# Introduction

In this competition, we are asked to analyze a series of texts and identify them as being written by Mary Shelley, HP Lovecraft, or Edgar Allen Poe. The text snippets are fairly short, so we have to make predictions based on a small number of features per example.

The data set is also quite small, so overfitting is likely to be a problem for many methods.

First, we should import some basic libraries that will be useful. While scikit-learn has some NLP classes that I will use later, I will first start out with NLTK and gensim, which are dedicated NLP packages.

In [5]:
import nltk
import gensim
import matplotlib.pyplot as plt
import numpy as np
import pandas as pd
import re

%matplotlib inline

Now, we can read in the files.

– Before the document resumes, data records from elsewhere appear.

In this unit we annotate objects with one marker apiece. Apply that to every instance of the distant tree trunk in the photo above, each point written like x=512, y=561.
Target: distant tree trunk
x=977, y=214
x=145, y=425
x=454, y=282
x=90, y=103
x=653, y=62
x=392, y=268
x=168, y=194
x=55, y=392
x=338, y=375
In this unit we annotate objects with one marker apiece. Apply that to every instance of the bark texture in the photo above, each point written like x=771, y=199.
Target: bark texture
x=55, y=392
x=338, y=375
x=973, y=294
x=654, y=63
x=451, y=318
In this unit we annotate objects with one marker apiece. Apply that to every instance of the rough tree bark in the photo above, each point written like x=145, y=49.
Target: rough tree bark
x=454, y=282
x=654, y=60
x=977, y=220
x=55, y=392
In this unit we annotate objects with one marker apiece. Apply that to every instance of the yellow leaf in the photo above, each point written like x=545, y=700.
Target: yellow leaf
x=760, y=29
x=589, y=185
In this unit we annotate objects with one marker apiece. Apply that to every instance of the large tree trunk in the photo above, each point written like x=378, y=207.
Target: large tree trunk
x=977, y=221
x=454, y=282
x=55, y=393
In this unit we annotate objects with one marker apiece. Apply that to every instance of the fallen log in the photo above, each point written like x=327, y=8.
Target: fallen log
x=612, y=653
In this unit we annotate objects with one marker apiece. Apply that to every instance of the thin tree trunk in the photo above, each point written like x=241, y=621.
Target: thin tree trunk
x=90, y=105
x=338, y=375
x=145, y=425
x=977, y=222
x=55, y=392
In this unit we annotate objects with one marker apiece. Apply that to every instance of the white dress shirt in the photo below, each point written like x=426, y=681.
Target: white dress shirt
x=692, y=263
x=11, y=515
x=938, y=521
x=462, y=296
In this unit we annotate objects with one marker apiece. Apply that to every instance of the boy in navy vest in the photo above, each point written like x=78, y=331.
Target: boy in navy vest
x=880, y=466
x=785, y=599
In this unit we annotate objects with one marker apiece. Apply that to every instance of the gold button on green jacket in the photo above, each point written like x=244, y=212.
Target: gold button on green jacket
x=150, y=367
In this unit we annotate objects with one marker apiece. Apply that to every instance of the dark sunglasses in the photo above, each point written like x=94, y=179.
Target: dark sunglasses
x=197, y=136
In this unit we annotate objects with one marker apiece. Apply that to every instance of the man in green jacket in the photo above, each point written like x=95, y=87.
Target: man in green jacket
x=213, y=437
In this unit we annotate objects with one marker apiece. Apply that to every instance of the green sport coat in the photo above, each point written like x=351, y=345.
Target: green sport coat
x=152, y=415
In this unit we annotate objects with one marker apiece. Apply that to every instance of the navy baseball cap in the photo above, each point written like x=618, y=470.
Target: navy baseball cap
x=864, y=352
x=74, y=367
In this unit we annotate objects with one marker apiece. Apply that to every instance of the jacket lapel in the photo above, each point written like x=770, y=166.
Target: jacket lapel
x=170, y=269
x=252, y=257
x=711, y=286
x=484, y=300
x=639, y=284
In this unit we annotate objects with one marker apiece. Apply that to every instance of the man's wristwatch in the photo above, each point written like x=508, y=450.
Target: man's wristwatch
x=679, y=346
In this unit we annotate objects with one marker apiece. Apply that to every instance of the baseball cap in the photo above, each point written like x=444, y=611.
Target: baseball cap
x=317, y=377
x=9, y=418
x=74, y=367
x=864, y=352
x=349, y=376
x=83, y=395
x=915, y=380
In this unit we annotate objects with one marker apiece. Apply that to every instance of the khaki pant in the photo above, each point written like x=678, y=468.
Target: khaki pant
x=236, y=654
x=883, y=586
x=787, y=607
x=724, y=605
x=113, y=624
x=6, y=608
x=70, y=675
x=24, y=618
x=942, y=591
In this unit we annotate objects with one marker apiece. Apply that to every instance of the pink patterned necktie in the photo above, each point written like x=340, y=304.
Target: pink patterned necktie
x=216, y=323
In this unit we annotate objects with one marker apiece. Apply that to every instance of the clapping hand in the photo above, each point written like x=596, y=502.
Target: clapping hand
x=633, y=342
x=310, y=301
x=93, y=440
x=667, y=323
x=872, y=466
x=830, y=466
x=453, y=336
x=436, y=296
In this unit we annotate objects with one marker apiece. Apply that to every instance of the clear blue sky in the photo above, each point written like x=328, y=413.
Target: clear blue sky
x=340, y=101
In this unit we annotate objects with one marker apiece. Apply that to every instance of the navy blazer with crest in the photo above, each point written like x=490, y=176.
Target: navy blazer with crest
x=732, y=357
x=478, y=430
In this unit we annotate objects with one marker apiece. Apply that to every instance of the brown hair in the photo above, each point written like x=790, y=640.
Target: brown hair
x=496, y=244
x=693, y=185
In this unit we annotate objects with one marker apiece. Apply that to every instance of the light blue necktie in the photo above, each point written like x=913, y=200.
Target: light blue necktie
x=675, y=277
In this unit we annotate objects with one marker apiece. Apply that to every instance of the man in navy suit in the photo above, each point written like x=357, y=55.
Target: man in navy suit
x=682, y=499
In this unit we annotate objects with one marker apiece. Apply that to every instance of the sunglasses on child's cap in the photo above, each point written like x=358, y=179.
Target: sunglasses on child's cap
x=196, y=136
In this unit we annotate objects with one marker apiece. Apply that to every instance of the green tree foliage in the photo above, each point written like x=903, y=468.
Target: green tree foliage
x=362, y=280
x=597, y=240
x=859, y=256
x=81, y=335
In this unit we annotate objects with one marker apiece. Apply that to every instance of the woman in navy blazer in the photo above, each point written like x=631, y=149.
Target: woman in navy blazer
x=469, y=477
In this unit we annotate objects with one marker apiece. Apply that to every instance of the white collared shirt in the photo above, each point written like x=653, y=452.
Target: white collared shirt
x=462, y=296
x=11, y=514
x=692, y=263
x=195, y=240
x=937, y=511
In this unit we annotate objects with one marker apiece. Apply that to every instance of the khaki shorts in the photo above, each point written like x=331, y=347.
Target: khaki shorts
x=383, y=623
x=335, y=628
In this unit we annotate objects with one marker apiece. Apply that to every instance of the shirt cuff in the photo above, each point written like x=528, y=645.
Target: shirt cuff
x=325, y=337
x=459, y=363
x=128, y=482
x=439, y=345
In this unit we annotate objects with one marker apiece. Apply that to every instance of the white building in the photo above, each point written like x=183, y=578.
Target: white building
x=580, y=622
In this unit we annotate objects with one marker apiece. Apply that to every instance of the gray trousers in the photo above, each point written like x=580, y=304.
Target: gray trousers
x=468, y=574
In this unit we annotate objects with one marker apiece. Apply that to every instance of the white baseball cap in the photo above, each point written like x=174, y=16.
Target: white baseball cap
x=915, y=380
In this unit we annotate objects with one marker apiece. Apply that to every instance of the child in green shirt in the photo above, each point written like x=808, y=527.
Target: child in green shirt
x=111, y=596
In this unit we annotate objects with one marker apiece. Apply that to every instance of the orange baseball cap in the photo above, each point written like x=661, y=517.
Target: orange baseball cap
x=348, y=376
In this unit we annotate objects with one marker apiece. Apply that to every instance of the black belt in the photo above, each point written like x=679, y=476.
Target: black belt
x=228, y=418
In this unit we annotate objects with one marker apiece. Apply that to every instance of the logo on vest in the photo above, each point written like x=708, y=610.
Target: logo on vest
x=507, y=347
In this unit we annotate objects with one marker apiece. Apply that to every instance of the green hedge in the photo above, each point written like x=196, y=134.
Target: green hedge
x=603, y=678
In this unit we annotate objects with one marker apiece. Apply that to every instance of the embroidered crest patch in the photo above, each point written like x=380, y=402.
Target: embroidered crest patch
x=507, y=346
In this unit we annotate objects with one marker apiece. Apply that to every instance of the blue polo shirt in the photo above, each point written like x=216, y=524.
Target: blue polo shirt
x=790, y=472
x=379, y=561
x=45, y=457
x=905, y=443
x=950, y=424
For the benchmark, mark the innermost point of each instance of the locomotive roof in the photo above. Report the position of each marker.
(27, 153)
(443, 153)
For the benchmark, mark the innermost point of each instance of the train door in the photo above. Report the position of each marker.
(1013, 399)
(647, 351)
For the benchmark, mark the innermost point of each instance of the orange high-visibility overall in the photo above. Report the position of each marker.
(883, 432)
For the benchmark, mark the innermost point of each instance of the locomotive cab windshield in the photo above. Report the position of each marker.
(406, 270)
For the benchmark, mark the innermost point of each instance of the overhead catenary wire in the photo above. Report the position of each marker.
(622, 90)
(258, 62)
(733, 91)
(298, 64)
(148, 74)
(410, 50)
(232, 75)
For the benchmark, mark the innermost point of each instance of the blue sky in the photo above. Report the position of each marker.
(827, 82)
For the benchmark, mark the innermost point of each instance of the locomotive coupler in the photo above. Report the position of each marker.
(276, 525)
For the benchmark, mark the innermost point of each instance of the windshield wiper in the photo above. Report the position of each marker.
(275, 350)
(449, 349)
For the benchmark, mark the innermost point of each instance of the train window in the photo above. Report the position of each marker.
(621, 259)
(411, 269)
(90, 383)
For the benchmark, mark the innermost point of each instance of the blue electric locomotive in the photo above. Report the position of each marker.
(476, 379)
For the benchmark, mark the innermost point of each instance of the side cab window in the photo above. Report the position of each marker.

They are just CSV files, so Pandas is fine. I am also intentionally not setting the ID column so that I can can just use the array index with brackets on a Series. This way I can treat Series objects the same way that I would treat lists, which might simplify some things.

In [6]:
train = pd.read_csv('../input/train.csv')
test = pd.read_csv('../input/test.csv')

In [7]:
train.head()

In [8]:
print('Train length: '+str(len(train['text'])))
print('Test length: '+str(len(test['text'])))
print('Target Distribution: \n'+str(train['author'].value_counts()))

We can see that about 40% of all entries are from Poe. The data is somewhat imbalanced, so for things like decision trees, we might want to set sample weights to even things out.

# Data Munging

Now, we want to somehow map these texts onto the same space so that we can try to make predictions. First, we'll transform the targets into a numerical encoding.

In [9]:
train_text = train['text']
test_text = test['text']
auth_map = {0:'EAP',1:'HPL',2:'MWS'}
auth_map_inv = {'EAP':0,'HPL':1,'MWS':2}
train_tgt = train['author'].map(auth_map_inv)

### Basic Text Cleaning

The text is from English-language authors, so we can easily just set everything to lowercase and remove punctuation. We will replace all non-alphabetic characters to spaces here.

In [10]:
train_text = [re.sub(r'[^a-z]',' ',text.lower()) for text in train_text]
test_text = [re.sub(r'[^a-z]',' ',text.lower()) for text in test_text]


### Splitting Into Words

Now we should split the text into individual words for further analysis.

In [11]:
all_text = train_text + test_text
all_text = [text.split() for text in all_text]

### Removing Stop Words

Stop words are very common words that hold little information. Words like "a," "the," "I,", etc. typically don't tell us much about the text, so we can typically remove them to help improve our models. This is perhaps a bit risky here. For example, if one of the authors prefers to use first-person narratives often, removing words like "I," "me," and "my" might hide this. I won't worry about this for now.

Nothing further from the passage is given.